Becca Grothe, Co-Owner and Chef

TriBecca’s Cubano is a pop-up restaurant at Revival Food Hall from the team behind Honey Butter Fried Chicken. The pop-up runs through June 29.

Revival Food Hall

125 S Clark St

Chicago, IL 60603


M-F 10:30 a.m.–7:00 p.m.

First Friday (First Friday of each month) 10:30 a.m.-9:00 p.m.



Tribecca's Cubano

Makes 4 sandwiches

10 ounces       Roasted Pork (2.5 ounces per sandwich)

10 ounces       Nueske's Ham, thinly sliced (2.5 ounces per sandwich)

6 slices                        Swiss cheese (1.5 per sandwich)

4 ounces (1/2 cup)      Bread and Butter Pickles (1 ounce/2 T per sandwich)

4 ounces (1/2 cup)      Chipotle Aioli (1 ounces/2 T per sandwich)

2 ounces (1/4 cup)      Mustard butter (1/2 ounce/1 T per sandwich)

4                                              Ciabatta Rolls

Chipotle Aioli

1 cup                                                   Prepared Mayonnaise

½ of  7 ounce can       Chipotle Peppers (use less if you want it less spicy)
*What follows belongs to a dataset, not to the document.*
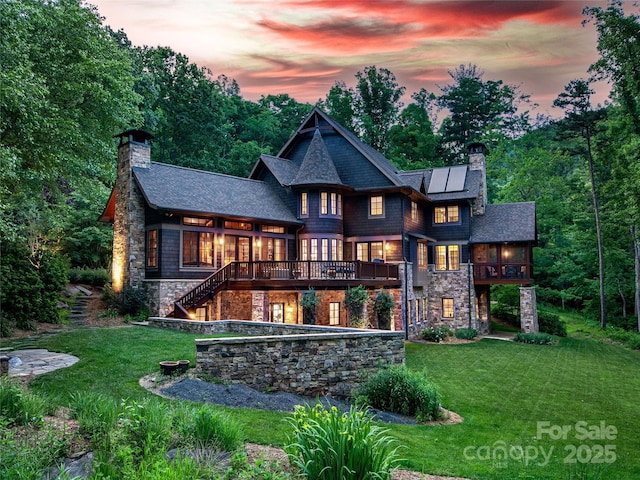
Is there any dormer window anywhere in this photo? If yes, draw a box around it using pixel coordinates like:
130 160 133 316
433 205 460 224
369 195 384 217
320 192 342 217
Kosher Salt and Pepper to taste

Place mayonnaise a few pinches of salt and pepper in the food processor. Add the chipotle peppers and blend together.  Taste and season with more salt and pepper if necessary.

Mustard Butter

¼ cup                          Unsalted Butter, softened

1 tsp                            Whole Grain Mustard

Mix mustard and butter together in a bowl. Make sure the mustard butter is at room temperature when assembling the sandwiches.
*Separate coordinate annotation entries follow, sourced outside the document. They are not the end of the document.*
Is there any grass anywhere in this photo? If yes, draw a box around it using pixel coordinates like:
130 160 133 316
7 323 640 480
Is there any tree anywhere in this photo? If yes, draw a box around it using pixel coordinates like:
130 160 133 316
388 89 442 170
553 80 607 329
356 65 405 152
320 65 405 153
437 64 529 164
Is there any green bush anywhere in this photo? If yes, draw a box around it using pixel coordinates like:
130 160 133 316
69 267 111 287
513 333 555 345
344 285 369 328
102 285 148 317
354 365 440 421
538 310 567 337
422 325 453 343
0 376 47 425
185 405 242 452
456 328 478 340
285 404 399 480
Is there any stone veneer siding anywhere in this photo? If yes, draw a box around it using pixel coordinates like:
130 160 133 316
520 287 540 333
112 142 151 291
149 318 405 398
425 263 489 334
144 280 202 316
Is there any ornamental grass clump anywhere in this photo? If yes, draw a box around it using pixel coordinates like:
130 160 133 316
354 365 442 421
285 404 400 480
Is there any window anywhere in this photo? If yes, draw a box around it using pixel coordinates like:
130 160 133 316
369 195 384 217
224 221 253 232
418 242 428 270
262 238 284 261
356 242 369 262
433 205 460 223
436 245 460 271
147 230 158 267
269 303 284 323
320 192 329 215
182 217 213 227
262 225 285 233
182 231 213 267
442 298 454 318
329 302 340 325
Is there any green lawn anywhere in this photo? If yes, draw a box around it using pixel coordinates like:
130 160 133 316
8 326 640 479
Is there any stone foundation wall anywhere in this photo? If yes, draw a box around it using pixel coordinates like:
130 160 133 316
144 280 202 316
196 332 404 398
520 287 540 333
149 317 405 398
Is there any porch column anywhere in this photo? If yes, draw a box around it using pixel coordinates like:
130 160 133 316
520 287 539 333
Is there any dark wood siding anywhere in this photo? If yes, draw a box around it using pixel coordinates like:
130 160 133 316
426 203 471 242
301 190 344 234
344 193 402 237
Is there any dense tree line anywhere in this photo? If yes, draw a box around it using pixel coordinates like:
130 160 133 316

To assemble the cubano sandwiches:

Preheat a panini press to medium high heat. Spread the chipotle mayo on top and bottom of the ciabatta roll. Place the ham on the bottom and pork on top of the ham. Lay the swiss cheese on top of the pork followed by the pickles. Spread the mustard butter on the outside of the top bun and cover sandwich. Place the sandwich on panini press for 6-8 minutes or until the inside it warm and the cheese is melted. Serve warm.